Zoëlho, op naar een bewuste levensstijl.

Beschikbaarheid van de energetische substraten

 

          Laatste bijwerking : 2021.11.19

 

 

In 1890 verbruikte een westerse man bijna 4000 calorieën per dag, en een vrouw 3000. Vandaag verbruikt hij nog ongeveer 2200 calorieën en zij 1700.

 

Onze andere manier van leven zit daar natuurlijk voor een groot deel tussen. Wij moeten immers veel minder dan vroeger spierarbeid leveren.

 

Op slag hebben wij ook niet meer zoveel voedsel nodig als vroeger. En maar goed ook. Alleen hebben wij iets gedaan aan onze voeding, wij hebben haar geraffineerd.

 

Na het raffineren bezit het voedsel minder goede stoffen, minder micronutriënten zoals vitaminen en mineralen.
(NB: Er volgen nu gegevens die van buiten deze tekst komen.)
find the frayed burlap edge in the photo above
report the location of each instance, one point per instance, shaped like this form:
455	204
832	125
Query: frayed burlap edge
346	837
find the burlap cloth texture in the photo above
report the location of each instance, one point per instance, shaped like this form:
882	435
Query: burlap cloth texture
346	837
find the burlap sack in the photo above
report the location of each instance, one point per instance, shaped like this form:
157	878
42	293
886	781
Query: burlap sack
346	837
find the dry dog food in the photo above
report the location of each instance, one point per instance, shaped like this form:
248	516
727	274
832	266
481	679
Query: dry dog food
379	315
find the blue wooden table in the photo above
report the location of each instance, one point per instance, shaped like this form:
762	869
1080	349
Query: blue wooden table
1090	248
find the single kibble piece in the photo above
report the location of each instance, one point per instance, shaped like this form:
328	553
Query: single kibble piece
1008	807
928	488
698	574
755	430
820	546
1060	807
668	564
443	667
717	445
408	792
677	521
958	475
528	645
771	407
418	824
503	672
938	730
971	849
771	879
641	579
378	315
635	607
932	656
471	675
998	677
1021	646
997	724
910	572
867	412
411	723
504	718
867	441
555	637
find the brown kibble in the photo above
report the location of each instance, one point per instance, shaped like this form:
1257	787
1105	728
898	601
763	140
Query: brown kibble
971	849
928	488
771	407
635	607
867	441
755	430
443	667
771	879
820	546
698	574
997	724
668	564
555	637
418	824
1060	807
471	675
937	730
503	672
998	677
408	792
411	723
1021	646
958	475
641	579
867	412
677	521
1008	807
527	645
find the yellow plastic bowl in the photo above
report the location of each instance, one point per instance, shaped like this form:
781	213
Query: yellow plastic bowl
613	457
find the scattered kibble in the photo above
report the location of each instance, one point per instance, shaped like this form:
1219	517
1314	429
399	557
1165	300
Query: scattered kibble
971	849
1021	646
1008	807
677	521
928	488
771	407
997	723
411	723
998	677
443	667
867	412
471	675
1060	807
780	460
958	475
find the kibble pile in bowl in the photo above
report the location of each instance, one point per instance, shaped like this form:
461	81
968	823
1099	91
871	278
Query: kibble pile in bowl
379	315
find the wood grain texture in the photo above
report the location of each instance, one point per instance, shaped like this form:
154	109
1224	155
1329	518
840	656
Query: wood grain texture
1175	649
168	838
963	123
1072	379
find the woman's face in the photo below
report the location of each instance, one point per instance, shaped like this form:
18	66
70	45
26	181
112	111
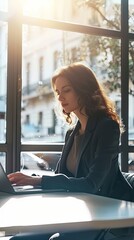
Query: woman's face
66	95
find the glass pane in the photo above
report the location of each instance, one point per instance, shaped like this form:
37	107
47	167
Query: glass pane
3	159
4	5
131	162
39	162
131	16
131	93
3	80
43	51
92	12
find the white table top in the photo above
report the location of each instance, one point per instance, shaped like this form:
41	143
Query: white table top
62	211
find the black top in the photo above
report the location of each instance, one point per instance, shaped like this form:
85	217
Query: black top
97	170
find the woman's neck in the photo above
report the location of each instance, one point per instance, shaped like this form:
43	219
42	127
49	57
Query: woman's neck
83	122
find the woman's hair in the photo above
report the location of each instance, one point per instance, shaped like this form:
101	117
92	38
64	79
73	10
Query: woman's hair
92	96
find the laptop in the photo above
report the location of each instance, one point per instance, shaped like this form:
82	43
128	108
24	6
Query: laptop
7	187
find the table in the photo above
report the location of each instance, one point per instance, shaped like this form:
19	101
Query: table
62	211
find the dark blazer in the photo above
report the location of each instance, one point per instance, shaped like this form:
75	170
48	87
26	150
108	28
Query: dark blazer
97	164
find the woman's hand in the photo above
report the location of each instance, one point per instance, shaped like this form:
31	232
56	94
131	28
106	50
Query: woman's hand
19	178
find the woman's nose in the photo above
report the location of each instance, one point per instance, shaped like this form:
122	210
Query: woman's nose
60	97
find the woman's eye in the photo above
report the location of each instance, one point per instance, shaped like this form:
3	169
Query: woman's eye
66	90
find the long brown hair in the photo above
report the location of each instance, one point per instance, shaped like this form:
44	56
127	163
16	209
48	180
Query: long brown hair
92	96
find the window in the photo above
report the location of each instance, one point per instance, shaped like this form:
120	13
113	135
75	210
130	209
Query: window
78	30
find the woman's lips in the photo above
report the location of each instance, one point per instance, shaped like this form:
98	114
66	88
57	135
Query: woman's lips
64	105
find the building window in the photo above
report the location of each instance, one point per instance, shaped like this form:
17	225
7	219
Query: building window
41	68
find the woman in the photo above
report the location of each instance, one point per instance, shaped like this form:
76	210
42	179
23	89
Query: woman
89	161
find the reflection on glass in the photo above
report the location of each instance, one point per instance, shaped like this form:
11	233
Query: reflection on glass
3	79
3	159
39	162
44	50
97	13
131	16
131	93
4	5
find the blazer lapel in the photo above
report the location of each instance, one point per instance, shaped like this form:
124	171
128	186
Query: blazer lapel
91	124
67	147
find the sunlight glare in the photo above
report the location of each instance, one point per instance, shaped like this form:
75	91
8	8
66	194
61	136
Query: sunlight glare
42	8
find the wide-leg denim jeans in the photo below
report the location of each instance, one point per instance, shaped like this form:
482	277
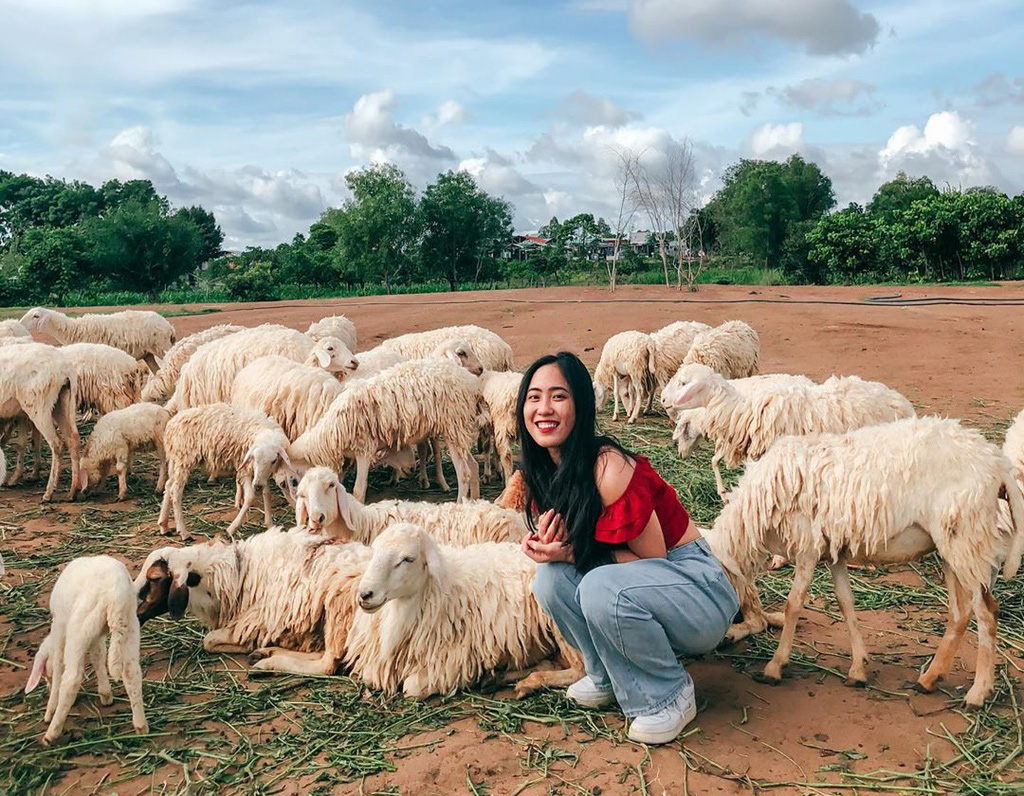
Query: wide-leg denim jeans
631	620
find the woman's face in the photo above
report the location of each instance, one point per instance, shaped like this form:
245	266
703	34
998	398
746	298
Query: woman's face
549	412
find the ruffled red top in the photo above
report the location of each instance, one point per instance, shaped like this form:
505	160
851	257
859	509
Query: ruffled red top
626	517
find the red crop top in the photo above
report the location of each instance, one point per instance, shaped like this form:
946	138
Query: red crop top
627	516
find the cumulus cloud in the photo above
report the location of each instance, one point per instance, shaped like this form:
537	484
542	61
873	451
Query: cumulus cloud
773	140
581	108
822	27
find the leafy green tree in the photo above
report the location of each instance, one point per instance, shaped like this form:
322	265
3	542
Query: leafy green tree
463	226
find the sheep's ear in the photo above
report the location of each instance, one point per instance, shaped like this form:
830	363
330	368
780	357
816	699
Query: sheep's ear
38	669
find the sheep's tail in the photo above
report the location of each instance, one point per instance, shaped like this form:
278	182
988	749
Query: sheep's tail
1016	501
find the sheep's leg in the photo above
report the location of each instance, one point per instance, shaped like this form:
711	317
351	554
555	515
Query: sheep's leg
844	595
435	446
361	476
794	606
71	681
956	622
97	656
986	611
248	495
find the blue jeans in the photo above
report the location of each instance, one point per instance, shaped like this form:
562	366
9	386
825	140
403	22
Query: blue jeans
631	620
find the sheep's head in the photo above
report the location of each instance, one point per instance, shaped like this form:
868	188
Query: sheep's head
333	355
404	560
322	501
694	384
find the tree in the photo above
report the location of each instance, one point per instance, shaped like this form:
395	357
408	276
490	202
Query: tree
462	225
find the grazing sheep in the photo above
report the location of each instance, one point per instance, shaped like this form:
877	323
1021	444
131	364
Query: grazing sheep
116	438
334	326
143	334
500	390
209	374
93	597
743	427
39	381
404	405
291	589
162	384
12	329
436	618
884	494
225	438
108	377
325	506
494	352
731	348
626	358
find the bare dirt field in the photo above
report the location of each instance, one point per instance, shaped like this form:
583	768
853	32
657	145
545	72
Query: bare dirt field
215	729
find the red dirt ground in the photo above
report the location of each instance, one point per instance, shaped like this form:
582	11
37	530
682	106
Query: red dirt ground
961	361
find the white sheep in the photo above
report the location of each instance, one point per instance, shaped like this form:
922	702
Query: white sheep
325	506
210	372
143	334
116	438
108	378
39	381
291	589
743	427
225	438
12	329
161	385
436	618
500	390
494	352
334	326
884	494
627	368
404	405
93	597
731	348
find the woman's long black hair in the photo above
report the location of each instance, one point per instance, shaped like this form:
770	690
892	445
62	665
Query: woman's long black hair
569	487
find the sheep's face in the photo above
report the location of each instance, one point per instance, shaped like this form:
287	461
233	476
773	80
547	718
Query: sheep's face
404	560
693	386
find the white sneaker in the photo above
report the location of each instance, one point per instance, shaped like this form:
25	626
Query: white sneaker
587	694
665	725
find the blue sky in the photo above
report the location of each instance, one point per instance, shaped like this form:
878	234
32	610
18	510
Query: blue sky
257	110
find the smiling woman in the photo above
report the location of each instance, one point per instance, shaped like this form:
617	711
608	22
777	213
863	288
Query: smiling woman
623	572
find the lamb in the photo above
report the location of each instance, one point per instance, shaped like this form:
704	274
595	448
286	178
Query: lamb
116	438
39	381
494	352
500	390
334	326
227	440
108	377
627	357
209	374
289	588
744	427
884	494
325	506
161	385
731	348
143	334
12	329
404	405
93	597
436	618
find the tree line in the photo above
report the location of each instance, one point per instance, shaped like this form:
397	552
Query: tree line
62	238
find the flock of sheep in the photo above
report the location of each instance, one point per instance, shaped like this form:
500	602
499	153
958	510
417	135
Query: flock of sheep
430	597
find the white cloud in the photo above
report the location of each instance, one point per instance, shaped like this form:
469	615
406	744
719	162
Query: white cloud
777	139
1015	140
823	27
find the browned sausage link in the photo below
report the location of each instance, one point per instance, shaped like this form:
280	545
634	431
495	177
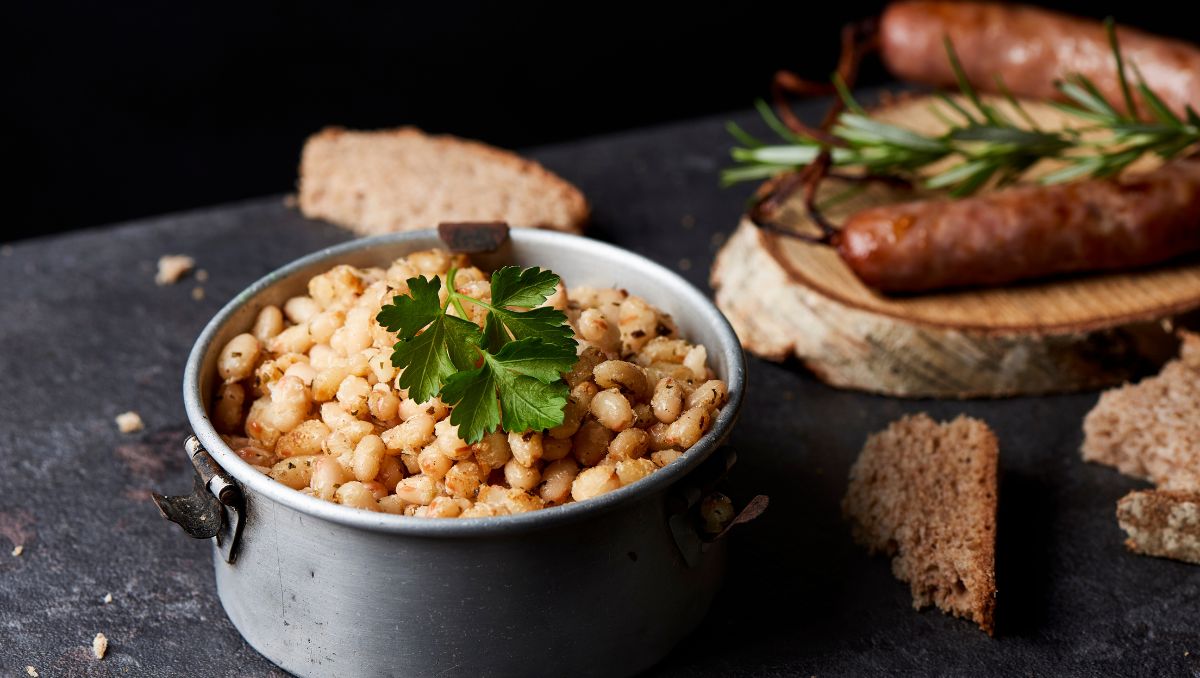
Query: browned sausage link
1030	48
1027	232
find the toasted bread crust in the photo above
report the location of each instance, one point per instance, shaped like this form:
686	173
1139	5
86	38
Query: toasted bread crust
1151	429
1163	523
925	493
403	179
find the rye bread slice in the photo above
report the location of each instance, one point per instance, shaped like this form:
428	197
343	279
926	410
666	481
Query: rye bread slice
1152	429
1162	522
925	495
403	179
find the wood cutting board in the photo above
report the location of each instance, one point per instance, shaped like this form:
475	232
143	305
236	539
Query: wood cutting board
786	297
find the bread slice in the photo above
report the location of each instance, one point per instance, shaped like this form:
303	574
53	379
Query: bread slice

Wat evenwichten verstoort en kleine gebreken veroorzaakt.. Niets erg, alhoewel deze simpele tekorten wel verantwoordelijk zijn voor dagdagelijkse problemen zoals vermoeidheid, zwakkere stressbestendigheid, hogere gevoeligheid voor infecties... en op termijn een heel belangrijke rol spelen in de ontwikkeling van degeneratieve ziekten of "beschavingsziekten" : vaatziekten, kanker, auto-immuun ziekten, artrose, osteoporose...

 

Het beschouwen van calorierijke substraten en hun beschikbaarheid gaat hand in hand met een adequate aanvoer van essentiële micronutriënten. Immers, voor de beschikbaarheid van deze substraten heeft het organisme co-enzymen nodig : en dat zijn juist deze micronutriënten.

Overzicht inhoud :

Hun verdeling

 

Hun beschikbaarheid

 

Hun regulatie

 

Hun vertering

 

Hun endogene productie

 

Hun gebruiksbalans bij fysische inspanning

 

Hun energetische waarde

 

Praktisch

Inhoud :

            

Hun verdeling :

 

Richtniveau : 50% suikers, 30 à 35% vetten, 10 à 15% eiwitten.

 

 

Idealiter : 50% overwegend samengestelde suikers, 30% overwegend MOVZ/EVZ, 20% EEW (essentiële eiwitten).

 

 

Koolhydraten zouden moeten beperkt worden tot minder dan 50% van de totale energiehoeveelheid, waarvan het merendeel met lage glycemische index.

 

Noot : Bij (intensieve) sportbeoefening ligt de verdeling enigszins anders. Zie verder : "Hun gebruiksbalans bij fysische inspanning".

   

            

Hun beschikbaarheid :

 

Glucose, vetten, aminozuren zijn beschikbaar voor de verschillende weefsels :

 

Voeding  --->  darm  --->

 

Glucose  --->

 

      • darm  --->  poortader  --->  lever

 

---> in lever : als glycogeenreserve (glycogenese)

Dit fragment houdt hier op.